Despite the hiccups we went through in set up, once I got my stuff together and got going, this was lots of fun. If you want to watch Martha’s craft guy set this up and do it and then have it turn out pristine, please click here. Otherwise, follow along below.

NOZZLE NOTE: The Elmer’s glue lid is the perfect ‘nozzle’ for this project. If you are going to use it as your nozzle, you HAVE to get Elmer’s. I got the knock off and the lid didn’t fit any plastic water/soda bottle in this house. Luckily I had a random squeeze bottle it did fit on. And look, you have lots of squeeze bottles in your house.
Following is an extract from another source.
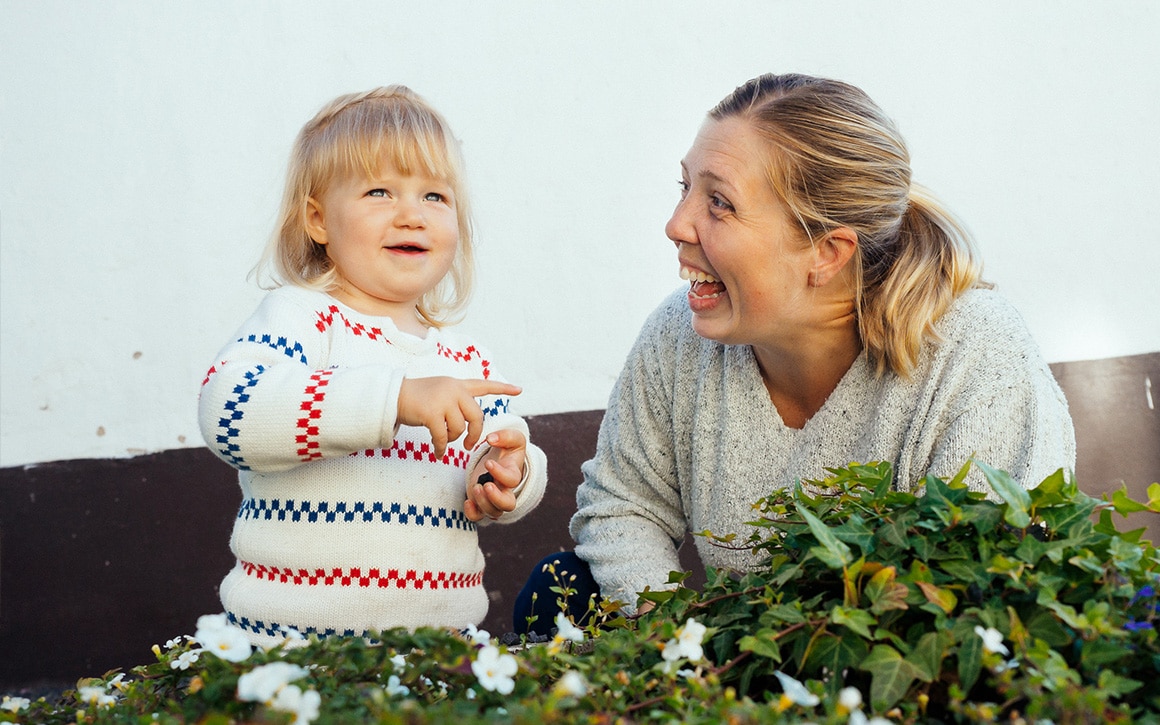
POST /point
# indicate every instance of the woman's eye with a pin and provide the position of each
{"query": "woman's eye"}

Use whatever you can, just make sure a flow of paint can get through it not to fast, not too slow.

Pendulum Painting Supplies

  • 3 bamboo poles, or any three poles at least 4 feet in length (I ended up using curtain rods. Super classy)
  • String or twine
  • Empty plastic water or soda bottles
  • Lid(s) from Elmer’s glue bottles, or some other top that will allow a steady stream of paint
  • Scissors
  • Hot glue gun and duct tape (optional)
  • Tempera paint
  • Water
  • Mixing cup
  • Paper clips

1.Make your tri-pod: Lash the three poles you have chosen together at the top to form a tripod. Try weaving the twine through the poles and then around. I made a chain of four large rubber bands, looped one pole, twisted the rubber band, looped another and so on with the third. Then I wrapped the rubber band chain around all three poles and looped it securely on one pole. Set it up where ever you intend to paint to make sure it stands up and won’t slide around.
2. Make your pendulum: cut off the bottom of your plastic bottle. Then use your scissors or a hole punch to make three or four holes around the open end. You can reinforce the holes with tape if you want. Tie a piece of twine through each hole, make sure you leave enough that you can hang it from the top of your tri-pod to one inch above the paper.
3. Make sure your nozzle fits on your bottle. If you are worried about it leaking, hot glue the sucker in place!
4. Hang your pendulum: Measure how long you will need your pendulum to be in order for the nozzle to be about 1 inch from the paper, then tie all three or four pieces of twine or string together in one knot. Attach to the top of your tri-pod with one or more paper clips (loop your paper clips over one of the strings or rubber bands lashing together poles and then loop your tied pendulum strings on the other end). Make sure your paper clip chain is long enough to let the pendulum swing free of the tri-pod.
5. Make your paint: mix equal parts water and Tempera paint together, stirring well from the bottom. Make sure your nozzle is closed, and fill the upside down bottle 3/4 of the way with paint.


6. Make you picture: Lay out your poster board or whatever paper you want under the tri-pod. Pull bottle to the side of the paper, open the nozzle and let the bottle go! 

Grace twisted open the nozzle and then started shouting "Paint is coming out! It's leaking paint! " While I'm shouting back "Let it go, let it GO!" which she promptly did, with such force it slammed into one of the poles, sloshing paint out. After that though, she was more gentle when changing the direction of the pendulum.